We had arrived around 11:30 a.m. before the crowds, but it took several hours to get a room in the ER. Unlike other hospitals I’ve been in, Duke has actual rooms in the ER for patients. Once you’re in the room you get the feeling you are locked away from everyone, abandoned. I hadn’t taken any of my medicine that day and no one was in a bother to get it for me. I guess the ER staff was busy, but doing what I have no idea. It took two requests to get a head pillow. I was put on the ER stretcher where I was left for 8 or 9 hours. It was like murder. My sensitivity due to neurological problems and the inability to move kicked in and it felt like my buttocks was burning. I cried and screamed for relief; my PBA was in full swing and I let it rage. Instead of simply moving me, I was offered morphine! Morphine would slow my respiratory system. How could it be that no one understands ALS in a hospital with a renowned ALS Clinic! You would think a neurologist would be called in to consult for a patient with a neurological disease. That only happens on TV. Finally I got two more pillows placed beneath me. That solved the problem. Morphine versus pillow. Smh.

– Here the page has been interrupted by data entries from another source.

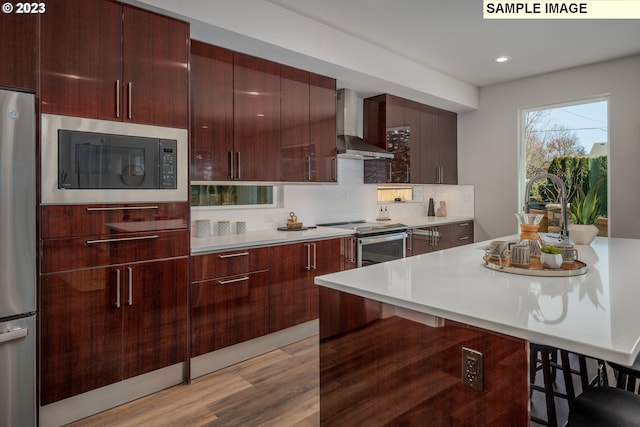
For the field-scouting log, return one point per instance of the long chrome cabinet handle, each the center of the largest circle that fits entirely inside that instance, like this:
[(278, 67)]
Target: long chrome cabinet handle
[(308, 266), (130, 300), (123, 208), (117, 288), (130, 86), (14, 335), (334, 169), (233, 255), (227, 282), (118, 98), (315, 256), (238, 166), (122, 239)]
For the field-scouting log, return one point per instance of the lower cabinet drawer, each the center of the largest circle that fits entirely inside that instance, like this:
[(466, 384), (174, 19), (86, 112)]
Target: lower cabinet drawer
[(228, 311), (103, 250), (222, 264)]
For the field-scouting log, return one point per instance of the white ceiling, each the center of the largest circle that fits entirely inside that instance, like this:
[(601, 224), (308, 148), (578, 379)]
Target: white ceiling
[(451, 36), (434, 51)]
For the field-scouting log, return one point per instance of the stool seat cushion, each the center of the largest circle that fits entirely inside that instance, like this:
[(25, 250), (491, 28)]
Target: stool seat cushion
[(605, 407)]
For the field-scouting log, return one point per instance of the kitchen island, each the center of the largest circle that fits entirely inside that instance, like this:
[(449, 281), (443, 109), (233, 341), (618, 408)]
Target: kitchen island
[(391, 335)]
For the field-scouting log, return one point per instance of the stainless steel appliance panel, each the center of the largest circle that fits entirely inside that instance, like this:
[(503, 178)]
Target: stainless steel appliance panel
[(17, 370), (17, 258), (17, 204), (381, 248), (51, 193)]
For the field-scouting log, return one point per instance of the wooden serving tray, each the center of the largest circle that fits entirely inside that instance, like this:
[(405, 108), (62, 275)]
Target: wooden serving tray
[(535, 268)]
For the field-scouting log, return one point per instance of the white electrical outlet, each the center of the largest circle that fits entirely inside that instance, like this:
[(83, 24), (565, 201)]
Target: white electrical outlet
[(472, 369)]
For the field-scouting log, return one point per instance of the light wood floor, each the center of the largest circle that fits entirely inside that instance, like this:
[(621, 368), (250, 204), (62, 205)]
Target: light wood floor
[(280, 388)]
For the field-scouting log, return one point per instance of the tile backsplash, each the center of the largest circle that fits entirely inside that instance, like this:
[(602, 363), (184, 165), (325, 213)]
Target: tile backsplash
[(349, 199)]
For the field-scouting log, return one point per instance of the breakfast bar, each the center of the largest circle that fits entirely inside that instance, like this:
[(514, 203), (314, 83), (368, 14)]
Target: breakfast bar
[(392, 335)]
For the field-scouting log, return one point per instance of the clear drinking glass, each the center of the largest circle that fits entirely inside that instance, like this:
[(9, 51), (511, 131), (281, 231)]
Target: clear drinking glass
[(529, 224)]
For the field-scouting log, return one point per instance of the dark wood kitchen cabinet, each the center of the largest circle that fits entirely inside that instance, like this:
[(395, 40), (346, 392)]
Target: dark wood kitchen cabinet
[(256, 120), (229, 298), (113, 294), (106, 60), (18, 50), (435, 238), (293, 296), (422, 138), (211, 77), (439, 155), (308, 109)]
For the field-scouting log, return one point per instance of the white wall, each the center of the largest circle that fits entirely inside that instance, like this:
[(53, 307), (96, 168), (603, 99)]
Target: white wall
[(488, 139), (348, 200)]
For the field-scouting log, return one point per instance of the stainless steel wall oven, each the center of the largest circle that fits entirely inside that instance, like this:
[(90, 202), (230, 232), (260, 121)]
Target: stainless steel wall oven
[(375, 243)]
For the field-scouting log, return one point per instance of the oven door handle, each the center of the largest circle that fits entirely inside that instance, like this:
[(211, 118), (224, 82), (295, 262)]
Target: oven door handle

Around midnight I finally got a hospital room, but only because my husband went home to get my Trilogy machine. The admitting doctor had never heard of Trilogy and said I would need to go to the respiratory ward which had no bed available until the next day. Not happening! So off my husband went to get my machine from home leaving me under the watchful eye of a friend who had joined us and knew her way around the medical nonsense. About ten minutes after arriving at the valet my husband learned that they had killed our van’s battery by leaving the transmission in neutral and the lights on. Now he needed a jump at 12:30 a.m. On his way back to the hospital, our friend had to call to tell him the hospital pharmacy did not carry one of my ALS-related medications. (Again, this is a hospital with a renowned ALS Clinic.) So again he went back home. At 1:30 a.m. we kicked our friend out so she could rest up for her next day at work. It was an exhausting day.
The good news in all of it was that the staff on the hospital floor are excellent. The nurses and nursing assistants are great at what they do, although I was their first ALS patient. The doctors did not know much about ALS so if you cannot speak, you had better have an advocate with you. Communication for me came down to shaking my head. No one has the patience to wait for your speech device.
The final result is that I have two blood clots, one in my left leg and one in my lungs. I will be on blood thinners for life. FU ALS.